Agli inizi degli anni ’90 a Bristol, una città inglese che fino a quel momento dal punto di vista musicale aveva partorito poco o nulla di rilevante, comincia a farsi avanti un nuovo concetto: rallentare l’hip hop allo sfinimento, riempirlo di sample, scratch e basi elettroniche, rendendolo così scurissimo e tremendamente urbano. C’erano i Massive Attack a tirare le fila della situazione, che già nel 1991 avevano colto nel segno con “Blue Lines”, album in cui elettronica, hip hop, reggae e dubstep creavano una miscela completamente nuova; ma oltre loro si muoveva tutto un sottobosco di artisti che modificava a proprio gusto quel tipo di proposta, mantenendo intatto il fumo sullo sfondo: Tricky, ad esempio, ben più aggressivo e ruvido dei colleghi Massive Attack.
E poi i Portishead: Geoff Barrow, musicista e produttore che bazzicava già l’ambiente; Adrian Utley, un ottimo chitarrista d’estrazione jazz; infine Beth Gibbons, una cantante che si dilettava nei pub ma che aspettava solo l’occasione giusta per rivelarsi come il fenomeno che era (ed è). I tre hanno un’idea precisa di cosa fare: gli piace il cinema, le ambientazioni noir, gli piace giocare con le atmosfere e accostare strumentazioni vintage a diavolerie elettroniche. Il lavoro di ricerca e stesura si condensa in Dummy, il loro debutto discografico, una lunghissima e avvolgente colonna sonora per un film di spionaggio condito da romanticismo decadente, tonalità nere come la pece e rarefazioni acide.

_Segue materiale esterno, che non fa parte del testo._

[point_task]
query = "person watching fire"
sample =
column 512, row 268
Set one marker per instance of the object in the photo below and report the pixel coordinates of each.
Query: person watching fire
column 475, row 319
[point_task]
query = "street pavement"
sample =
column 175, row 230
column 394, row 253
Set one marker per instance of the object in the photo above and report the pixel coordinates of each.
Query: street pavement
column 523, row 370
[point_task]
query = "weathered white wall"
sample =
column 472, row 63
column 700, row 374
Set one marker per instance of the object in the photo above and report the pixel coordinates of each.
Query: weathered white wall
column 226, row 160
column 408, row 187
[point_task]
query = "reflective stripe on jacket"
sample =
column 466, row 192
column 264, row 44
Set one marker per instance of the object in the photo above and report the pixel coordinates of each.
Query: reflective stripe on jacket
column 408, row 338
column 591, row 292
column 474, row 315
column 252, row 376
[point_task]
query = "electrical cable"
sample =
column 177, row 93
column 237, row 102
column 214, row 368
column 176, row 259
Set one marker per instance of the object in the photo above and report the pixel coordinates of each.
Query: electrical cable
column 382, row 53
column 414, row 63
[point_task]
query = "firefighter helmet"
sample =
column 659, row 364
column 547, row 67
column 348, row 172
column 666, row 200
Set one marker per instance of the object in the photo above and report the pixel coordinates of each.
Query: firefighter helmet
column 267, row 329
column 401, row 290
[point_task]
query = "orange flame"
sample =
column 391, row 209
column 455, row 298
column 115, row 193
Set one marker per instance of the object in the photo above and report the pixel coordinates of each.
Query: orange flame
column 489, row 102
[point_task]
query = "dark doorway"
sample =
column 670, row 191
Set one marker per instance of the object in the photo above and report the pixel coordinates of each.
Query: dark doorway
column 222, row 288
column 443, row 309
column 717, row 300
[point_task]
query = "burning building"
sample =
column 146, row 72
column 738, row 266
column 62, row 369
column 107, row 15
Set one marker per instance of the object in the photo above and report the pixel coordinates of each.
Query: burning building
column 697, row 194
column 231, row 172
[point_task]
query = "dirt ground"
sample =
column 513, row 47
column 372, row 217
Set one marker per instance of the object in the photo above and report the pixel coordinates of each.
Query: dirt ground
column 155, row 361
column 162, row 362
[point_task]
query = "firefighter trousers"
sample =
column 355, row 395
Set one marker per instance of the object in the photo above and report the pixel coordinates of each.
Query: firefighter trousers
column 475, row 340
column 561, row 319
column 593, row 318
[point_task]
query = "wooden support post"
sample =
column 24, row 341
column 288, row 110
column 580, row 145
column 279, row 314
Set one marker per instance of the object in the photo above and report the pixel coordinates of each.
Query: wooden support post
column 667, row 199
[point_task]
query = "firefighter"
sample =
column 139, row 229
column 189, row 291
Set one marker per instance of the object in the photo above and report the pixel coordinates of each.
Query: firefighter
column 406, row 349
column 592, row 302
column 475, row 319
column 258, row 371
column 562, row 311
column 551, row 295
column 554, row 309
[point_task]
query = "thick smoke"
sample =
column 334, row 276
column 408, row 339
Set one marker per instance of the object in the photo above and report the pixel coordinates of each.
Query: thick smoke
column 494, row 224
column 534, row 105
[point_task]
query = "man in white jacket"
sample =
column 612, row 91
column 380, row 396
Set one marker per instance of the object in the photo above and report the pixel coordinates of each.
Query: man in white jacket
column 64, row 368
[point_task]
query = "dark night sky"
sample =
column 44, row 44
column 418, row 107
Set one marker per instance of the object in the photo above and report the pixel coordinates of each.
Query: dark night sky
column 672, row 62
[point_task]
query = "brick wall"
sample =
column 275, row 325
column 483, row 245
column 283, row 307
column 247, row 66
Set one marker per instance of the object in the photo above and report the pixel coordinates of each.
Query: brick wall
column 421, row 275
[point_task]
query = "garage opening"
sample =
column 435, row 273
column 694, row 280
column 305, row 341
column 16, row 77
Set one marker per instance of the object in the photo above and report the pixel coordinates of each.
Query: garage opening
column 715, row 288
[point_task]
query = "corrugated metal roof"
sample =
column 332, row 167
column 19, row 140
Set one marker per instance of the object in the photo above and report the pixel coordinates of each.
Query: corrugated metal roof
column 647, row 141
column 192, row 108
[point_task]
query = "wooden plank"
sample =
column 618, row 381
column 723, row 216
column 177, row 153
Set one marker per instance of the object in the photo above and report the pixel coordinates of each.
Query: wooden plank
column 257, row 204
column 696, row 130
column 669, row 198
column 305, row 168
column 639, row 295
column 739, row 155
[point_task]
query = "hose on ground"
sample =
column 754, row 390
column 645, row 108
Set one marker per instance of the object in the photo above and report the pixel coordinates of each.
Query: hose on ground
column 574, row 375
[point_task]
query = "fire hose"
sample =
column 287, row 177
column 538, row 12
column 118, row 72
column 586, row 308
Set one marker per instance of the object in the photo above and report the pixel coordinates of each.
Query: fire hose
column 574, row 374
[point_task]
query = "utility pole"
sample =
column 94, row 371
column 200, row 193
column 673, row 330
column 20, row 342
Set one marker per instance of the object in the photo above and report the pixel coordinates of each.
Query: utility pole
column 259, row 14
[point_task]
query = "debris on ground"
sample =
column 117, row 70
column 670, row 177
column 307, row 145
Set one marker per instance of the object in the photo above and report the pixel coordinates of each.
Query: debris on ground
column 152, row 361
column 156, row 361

Il gusto di Barrow per le soundtrack si sublima in tracce come quei due capisaldi del genere che sono Sour Times e Glory Box, il tocco elegante e cadenzato di Utley scolpisce Strangers e Pedestal, la voce profonda, coinvolgente e malinconica di Gibbons segna i picchi emozionali It Could Be Sweet, Wandering Star, Numb e soprattutto Roads, che portano i Portishead a un altro livello rispetto a tutti gli altri che s’erano avventurati negli stessi ovattati territori, a tratti Massive Attack compresi. Dolcezza e nostalgia, paura e ossessione, luci al neon e oscurità, fanno così di “Dummy” il languido manifesto del trip hop.